Democrat Rep. Ilhan Omar gave a vague response on Tuesday when asked about anti-Semitism and her criticism of Israel at a “religious freedom” event hosted by the left-leaning Center for American Progress.
When asked what she has “learned about anti-Semitism from engaging in these debates,” Omar did not address anti-Semitism or Jewish people.
“A lot of the conversation often times is one that refuses really to separate, I think, discussions around the country and its policies, and when that is hatred for the people and their faith,” she said after a long pause. “I think I am at a breaking point where we are starting to have a conversation about what it means to be a people that harbor hate, and um, and the kind of journey we could all be on in fighting against discrimination collectively while still having the freedom to debate foreign policy and not only think about how we engage our allies but also how we criticize and hold them accountable.”
It’s unclear who Omar is referring to when she talks about “people that harbor hate.” Is she saying she is “at a breaking point” with Jewish people who harbor hate, or with those who harbor anti-Semitic views and spew hate against Israel?

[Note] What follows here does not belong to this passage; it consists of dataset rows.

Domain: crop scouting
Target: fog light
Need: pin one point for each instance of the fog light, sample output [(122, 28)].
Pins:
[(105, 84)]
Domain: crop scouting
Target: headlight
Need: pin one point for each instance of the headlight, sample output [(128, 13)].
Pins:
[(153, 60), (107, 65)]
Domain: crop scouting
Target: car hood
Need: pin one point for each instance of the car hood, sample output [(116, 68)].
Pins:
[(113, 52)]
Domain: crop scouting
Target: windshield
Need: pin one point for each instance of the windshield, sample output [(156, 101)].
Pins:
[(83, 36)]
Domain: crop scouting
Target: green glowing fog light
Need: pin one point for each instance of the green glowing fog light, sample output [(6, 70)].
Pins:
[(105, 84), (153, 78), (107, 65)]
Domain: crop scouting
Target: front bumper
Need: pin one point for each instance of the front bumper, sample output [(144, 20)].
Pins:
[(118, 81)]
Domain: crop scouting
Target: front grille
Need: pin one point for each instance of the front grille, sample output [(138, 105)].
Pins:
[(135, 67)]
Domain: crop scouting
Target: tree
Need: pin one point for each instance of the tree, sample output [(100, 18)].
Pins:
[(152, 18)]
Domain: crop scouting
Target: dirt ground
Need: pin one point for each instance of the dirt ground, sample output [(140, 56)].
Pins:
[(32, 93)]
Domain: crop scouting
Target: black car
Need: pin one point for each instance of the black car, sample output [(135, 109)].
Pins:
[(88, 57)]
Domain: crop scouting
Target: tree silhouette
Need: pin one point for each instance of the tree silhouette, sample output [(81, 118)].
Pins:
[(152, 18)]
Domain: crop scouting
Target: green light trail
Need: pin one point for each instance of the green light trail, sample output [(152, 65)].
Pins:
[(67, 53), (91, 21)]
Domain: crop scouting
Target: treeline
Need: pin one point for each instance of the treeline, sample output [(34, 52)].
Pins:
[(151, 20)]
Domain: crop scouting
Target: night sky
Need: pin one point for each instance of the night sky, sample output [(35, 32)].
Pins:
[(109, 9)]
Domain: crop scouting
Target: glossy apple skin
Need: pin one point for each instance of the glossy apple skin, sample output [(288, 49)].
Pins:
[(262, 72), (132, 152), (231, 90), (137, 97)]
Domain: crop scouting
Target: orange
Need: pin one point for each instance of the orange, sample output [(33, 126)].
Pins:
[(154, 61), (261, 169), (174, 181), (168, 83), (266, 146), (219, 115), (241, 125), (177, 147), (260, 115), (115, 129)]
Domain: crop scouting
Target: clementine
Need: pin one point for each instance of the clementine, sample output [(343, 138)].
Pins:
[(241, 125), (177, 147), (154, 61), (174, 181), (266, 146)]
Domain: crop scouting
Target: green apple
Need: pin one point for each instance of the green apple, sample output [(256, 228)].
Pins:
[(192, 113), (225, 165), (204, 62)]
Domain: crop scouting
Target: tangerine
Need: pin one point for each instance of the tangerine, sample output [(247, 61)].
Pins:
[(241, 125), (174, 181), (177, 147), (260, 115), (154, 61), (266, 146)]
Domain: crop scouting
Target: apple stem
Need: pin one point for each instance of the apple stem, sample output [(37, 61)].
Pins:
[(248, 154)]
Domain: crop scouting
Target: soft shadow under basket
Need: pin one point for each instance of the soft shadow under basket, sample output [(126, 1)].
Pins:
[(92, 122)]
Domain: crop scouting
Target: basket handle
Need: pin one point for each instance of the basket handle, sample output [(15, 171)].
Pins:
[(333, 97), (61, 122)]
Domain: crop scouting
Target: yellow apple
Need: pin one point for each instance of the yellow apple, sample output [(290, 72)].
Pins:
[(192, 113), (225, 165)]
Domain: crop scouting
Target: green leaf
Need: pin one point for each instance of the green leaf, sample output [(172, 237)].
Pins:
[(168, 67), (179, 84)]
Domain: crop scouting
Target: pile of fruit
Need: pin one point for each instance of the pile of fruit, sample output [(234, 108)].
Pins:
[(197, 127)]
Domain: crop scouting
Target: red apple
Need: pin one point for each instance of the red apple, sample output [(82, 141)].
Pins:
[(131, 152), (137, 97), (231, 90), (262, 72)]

These remarks come after recent criticism of Omar for tweeting an anti-Semitic trope that “Israel has hypnotized the world.” In an interview with Yahoo News last week, she implied that Israel’s existence as both a Jewish state and a democracy is problematic.
“When I see Israel institute, um, law that recognizes it as a Jewish state and does not recognize, um, the other religions that are living in it and we still uphold it as a democracy in the Middle East, I almost chuckle because I know that if, you know, we see that in any other society we would criticize it, or any other place that sort of upholds its religion,” she said.
Omar was also asked at CAP’s event about the religious liberty protections recently issued by the Trump administration for faith-based foster agencies in South Carolina. She seemed to imply that Christians are bigoted for wanting to place foster children with Christian families.
“It’s blatant discrimination…within the Constitution, at least my understanding of religious freedom, means you don’t use your faith to discriminate against others. What this does, allows you to live out your bigotry,” she said.